Taking care of work and personal related tasks leaves little time for users to get informed. By reading out the latest news headlines, users are updated on the most recent events. They can focus on work or personal responsibilities. Audiosume provides a satisfying feeling of being productive while getting the latest news.
how it all started
Before being a full-time UX designer, I was a part-time freelance writer. That allowed me to get insights into user behavior on news media websites and the realization that people don't read and get informed as much as they should.
Together with an iOS app developer, we started talking about a potential solution and a product using voice seemed viable.
At the same time, there was an opportunity to get funded by the Google News Initiative. We applied and got the funds needed to start working on the product.
We started with the questions that needed answers.
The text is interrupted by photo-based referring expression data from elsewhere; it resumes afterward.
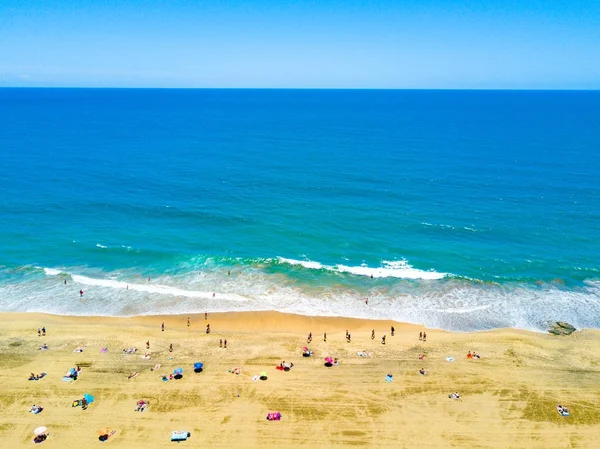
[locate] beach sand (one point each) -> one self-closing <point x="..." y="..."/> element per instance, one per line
<point x="509" y="395"/>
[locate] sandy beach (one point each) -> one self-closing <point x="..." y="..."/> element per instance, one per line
<point x="509" y="395"/>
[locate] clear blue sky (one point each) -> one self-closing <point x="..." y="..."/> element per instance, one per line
<point x="514" y="44"/>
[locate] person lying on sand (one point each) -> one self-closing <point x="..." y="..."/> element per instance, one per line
<point x="455" y="396"/>
<point x="35" y="409"/>
<point x="141" y="406"/>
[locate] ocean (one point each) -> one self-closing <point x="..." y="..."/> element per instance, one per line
<point x="460" y="210"/>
Among others we focused on:
1) How, when and where do people consume the news?
2) What demographic traits influence the behavior?
3) Why do people consume news?
4) What are the primary devices for news consumption?
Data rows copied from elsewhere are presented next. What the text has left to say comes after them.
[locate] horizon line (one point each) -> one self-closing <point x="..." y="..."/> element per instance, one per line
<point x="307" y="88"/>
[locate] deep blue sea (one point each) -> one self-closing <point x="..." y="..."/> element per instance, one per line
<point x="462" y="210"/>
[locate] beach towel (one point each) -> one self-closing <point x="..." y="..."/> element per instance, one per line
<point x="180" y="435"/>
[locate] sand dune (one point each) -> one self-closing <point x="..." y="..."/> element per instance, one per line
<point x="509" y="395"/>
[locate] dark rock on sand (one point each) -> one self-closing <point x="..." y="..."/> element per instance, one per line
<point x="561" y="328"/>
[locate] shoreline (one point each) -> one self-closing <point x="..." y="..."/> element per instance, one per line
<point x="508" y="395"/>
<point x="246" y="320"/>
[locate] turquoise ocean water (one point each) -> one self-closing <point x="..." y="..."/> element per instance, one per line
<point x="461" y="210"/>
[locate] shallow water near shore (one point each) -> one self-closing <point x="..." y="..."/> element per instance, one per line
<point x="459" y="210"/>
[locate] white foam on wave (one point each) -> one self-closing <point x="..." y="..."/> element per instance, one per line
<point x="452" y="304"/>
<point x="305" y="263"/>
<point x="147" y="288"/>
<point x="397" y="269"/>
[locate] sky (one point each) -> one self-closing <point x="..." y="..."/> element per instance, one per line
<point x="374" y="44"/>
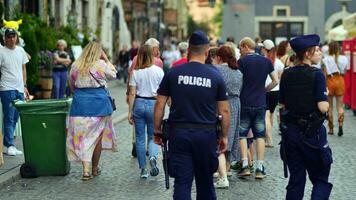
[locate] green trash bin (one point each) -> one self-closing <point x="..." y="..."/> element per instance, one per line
<point x="43" y="124"/>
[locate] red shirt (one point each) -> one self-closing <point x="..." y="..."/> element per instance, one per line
<point x="156" y="61"/>
<point x="180" y="61"/>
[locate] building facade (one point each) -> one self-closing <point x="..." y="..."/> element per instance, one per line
<point x="283" y="19"/>
<point x="104" y="19"/>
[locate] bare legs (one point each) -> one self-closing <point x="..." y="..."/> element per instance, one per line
<point x="95" y="162"/>
<point x="269" y="124"/>
<point x="340" y="111"/>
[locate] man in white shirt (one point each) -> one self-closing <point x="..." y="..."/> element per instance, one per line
<point x="12" y="86"/>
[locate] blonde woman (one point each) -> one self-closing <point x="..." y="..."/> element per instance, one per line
<point x="60" y="69"/>
<point x="143" y="86"/>
<point x="90" y="126"/>
<point x="335" y="66"/>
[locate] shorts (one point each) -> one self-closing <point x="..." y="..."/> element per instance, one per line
<point x="272" y="100"/>
<point x="252" y="118"/>
<point x="336" y="85"/>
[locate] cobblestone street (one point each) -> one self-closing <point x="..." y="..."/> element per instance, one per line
<point x="120" y="176"/>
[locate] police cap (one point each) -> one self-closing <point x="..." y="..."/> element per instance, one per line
<point x="10" y="31"/>
<point x="305" y="41"/>
<point x="198" y="38"/>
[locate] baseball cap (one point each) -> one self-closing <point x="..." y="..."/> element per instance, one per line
<point x="268" y="44"/>
<point x="10" y="31"/>
<point x="198" y="38"/>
5) Why do users listen to podcasts and radio?
6) Why do people use voice assistants?
7) What kind of content do people consume on smart speakers?
8) How to establish an emotional connection between the product and the user?
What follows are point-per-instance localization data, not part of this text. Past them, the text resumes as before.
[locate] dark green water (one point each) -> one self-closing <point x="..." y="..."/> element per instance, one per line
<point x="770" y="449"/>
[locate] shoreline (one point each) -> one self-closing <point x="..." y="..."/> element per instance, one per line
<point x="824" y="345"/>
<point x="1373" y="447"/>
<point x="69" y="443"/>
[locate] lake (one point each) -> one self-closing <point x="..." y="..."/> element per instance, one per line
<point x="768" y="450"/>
9) What type of personality should the product have and how should the personality traits be communicated?
10) Who are the competitors?
Primary and secondary research has been conducted to get the answers to the questions.
While talking with users about why they consume content from podcast apps, productivity has been mentioned frequently. A phrase often used was the ability to work on something else while listening to the content. At that point, we started to think about using productivity as a selling point for Audiosume.
Besides services that compete directly with Audiosume we also focused our attention on products that are used in situations where Audiosume is used. These include commuting and working in the office.
App Store comments on podcast and news media apps helped us further to assess the reasons why users use particular apps. The information revealed the environment the users are in when using specific apps, features they find useful and what they dislike.
Media consumption is, due to the advertising industry, a popular focal point for research. A high number of research papers provided us with insights into how users consume the news and the reasons for the behavior.
Based on talks with users, analyzing competition and studying research, we used the Kano model to visualize the importance of the planned features from the users' point of view.
Due to the funding by Google, we needed to hit milestones along the way. That required us to define the areas we won't compromise and areas where we'll go with the minimum viable option.
One example of selecting the minimum viable option is the integration of voice that reads out the news. We're using text-to-speech (TTS). The voice quality is decent, and at the same time, the implementation is fast. Going with a more complex conversational UI, where users could use voice for primary commands, has been discarded early on. The complexity of the implementation, one such case is detecting when the user has finished talking (endpoint detection), requires more time and resources.
Each product has a certain kind of character, a certain kind of way the user perceives it. We needed to define the character and decide on how the character traits are going to be communicated to the user.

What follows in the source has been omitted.